[Devel] [PATCH vz9 18/27] x86: make ARCH_[SET|GET]_CPUID friends with /proc/vz/cpuid_override

Nikita Yushchenko nikita.yushchenko at virtuozzo.com
Wed Oct 6 11:57:32 MSK 2021 

From: Andrey Ryabinin <aryabinin at virtuozzo.com>

We are using cpuid faults to emulate cpuid in containers. This
conflicts with arch_prctl(ARCH_SET_CPUID, 0) which allows to enable
cpuid faulting so that cpuid instruction causes SIGSEGV.

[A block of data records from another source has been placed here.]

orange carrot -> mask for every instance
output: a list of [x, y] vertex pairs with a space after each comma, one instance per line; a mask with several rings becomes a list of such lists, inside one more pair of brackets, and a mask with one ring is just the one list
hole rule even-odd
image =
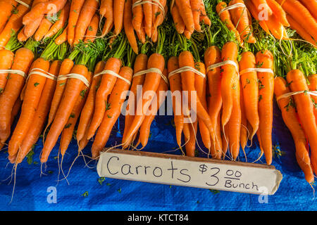
[[[102, 71], [105, 66], [105, 62], [99, 61], [95, 67], [94, 74], [98, 74]], [[76, 139], [77, 140], [81, 141], [85, 134], [87, 132], [90, 121], [94, 114], [94, 101], [96, 98], [96, 92], [98, 89], [99, 85], [101, 82], [101, 76], [95, 77], [92, 79], [92, 86], [89, 89], [89, 92], [88, 93], [88, 96], [87, 97], [86, 103], [85, 103], [84, 108], [82, 108], [80, 122], [78, 124], [78, 128], [77, 130]]]
[[73, 44], [78, 44], [80, 40], [84, 39], [86, 30], [99, 7], [99, 1], [96, 0], [87, 0], [85, 1], [75, 28]]
[[75, 39], [75, 28], [76, 27], [77, 22], [84, 5], [85, 0], [75, 0], [72, 1], [70, 5], [70, 9], [69, 11], [68, 18], [68, 44], [73, 46]]
[[[121, 68], [119, 75], [131, 81], [133, 75], [133, 70], [128, 66]], [[117, 121], [120, 112], [121, 106], [125, 100], [127, 91], [129, 90], [130, 84], [125, 80], [118, 79], [111, 94], [109, 96], [108, 103], [110, 108], [105, 112], [101, 124], [94, 138], [92, 146], [92, 156], [96, 158], [99, 156], [99, 152], [106, 146], [110, 136], [112, 128]]]
[[[61, 68], [61, 62], [59, 60], [54, 61], [51, 65], [49, 72], [57, 75]], [[32, 149], [33, 145], [37, 141], [49, 113], [49, 105], [53, 98], [56, 85], [56, 82], [54, 79], [48, 79], [46, 81], [38, 107], [34, 116], [32, 124], [27, 130], [27, 136], [23, 139], [18, 151], [15, 161], [16, 164], [22, 162], [23, 160]], [[11, 163], [13, 162], [11, 162]]]
[[[17, 50], [15, 53], [11, 70], [19, 70], [25, 73], [29, 70], [33, 61], [34, 54], [32, 51], [26, 48]], [[16, 74], [10, 75], [11, 79], [7, 81], [6, 89], [0, 95], [0, 142], [4, 143], [10, 136], [11, 111], [14, 103], [20, 96], [23, 87], [25, 78]]]
[[[37, 59], [32, 68], [34, 71], [49, 71], [50, 63], [42, 58]], [[27, 134], [27, 130], [32, 125], [35, 111], [39, 104], [42, 91], [45, 86], [46, 78], [44, 76], [33, 74], [30, 76], [27, 82], [25, 94], [21, 108], [21, 115], [14, 129], [8, 144], [8, 154], [11, 157], [15, 156], [22, 141]]]
[[[274, 94], [276, 98], [290, 93], [286, 81], [281, 77], [278, 77], [274, 81]], [[282, 112], [284, 122], [292, 133], [296, 148], [296, 159], [305, 174], [305, 179], [309, 183], [313, 182], [313, 172], [311, 165], [309, 150], [306, 148], [306, 139], [303, 129], [297, 120], [297, 113], [292, 96], [280, 98], [278, 103]]]
[[[73, 68], [71, 73], [81, 75], [87, 79], [88, 70], [83, 65], [75, 65]], [[76, 100], [80, 96], [84, 85], [84, 83], [81, 80], [76, 78], [70, 78], [68, 81], [63, 98], [43, 146], [41, 155], [42, 163], [47, 161], [49, 154], [54, 147], [59, 135], [66, 125]]]
[[[273, 56], [268, 50], [256, 53], [256, 62], [261, 68], [273, 70]], [[259, 131], [260, 145], [266, 157], [266, 164], [272, 163], [273, 98], [274, 75], [258, 72], [259, 80]]]
[[137, 54], [139, 50], [137, 47], [137, 39], [135, 38], [135, 31], [133, 30], [133, 26], [132, 24], [132, 15], [131, 8], [132, 0], [127, 0], [124, 6], [123, 24], [125, 32], [127, 35], [127, 38], [129, 41], [130, 45], [131, 46], [133, 51]]
[[[255, 68], [255, 67], [256, 58], [254, 55], [251, 51], [243, 52], [239, 62], [240, 72], [244, 70]], [[249, 136], [250, 140], [252, 140], [253, 136], [256, 134], [259, 124], [258, 77], [256, 72], [240, 73], [240, 76], [245, 116], [252, 127], [252, 131], [250, 131]]]
[[[0, 50], [0, 70], [8, 70], [13, 62], [14, 53], [8, 50]], [[0, 73], [0, 95], [4, 92], [8, 79], [8, 73]]]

Add TIF_CPUID_OVERRIDE thread info flag which is added on all
!ve0 tasks. And check this flag along with TIF_NOCPUID to
decide whether we need to enable/disable cpuid faults or not.

https://jira.sw.ru/browse/PSBM-121823

Signed-off-by: Andrey Ryabinin <aryabinin at virtuozzo.com>
Reviewed-by: Kirill Tkhai <ktkhai at virtuozzo.com>

(cherry-picked from vz8 commit f7458a78593c ("x86: make ARCH_[SET|GET]_CPUID
friends with /proc/vz/cpuid_override"))

Signed-off-by: Nikita Yushchenko <nikita.yushchenko at virtuozzo.com>
---
 arch/x86/include/asm/thread_info.h |  4 +++-
 arch/x86/kernel/process.c          | 13 +++++++++----
 arch/x86/kernel/traps.c            |  3 +++
 kernel/ve/ve.c                     |  3 +++
 4 files changed, 18 insertions(+), 5 deletions(-)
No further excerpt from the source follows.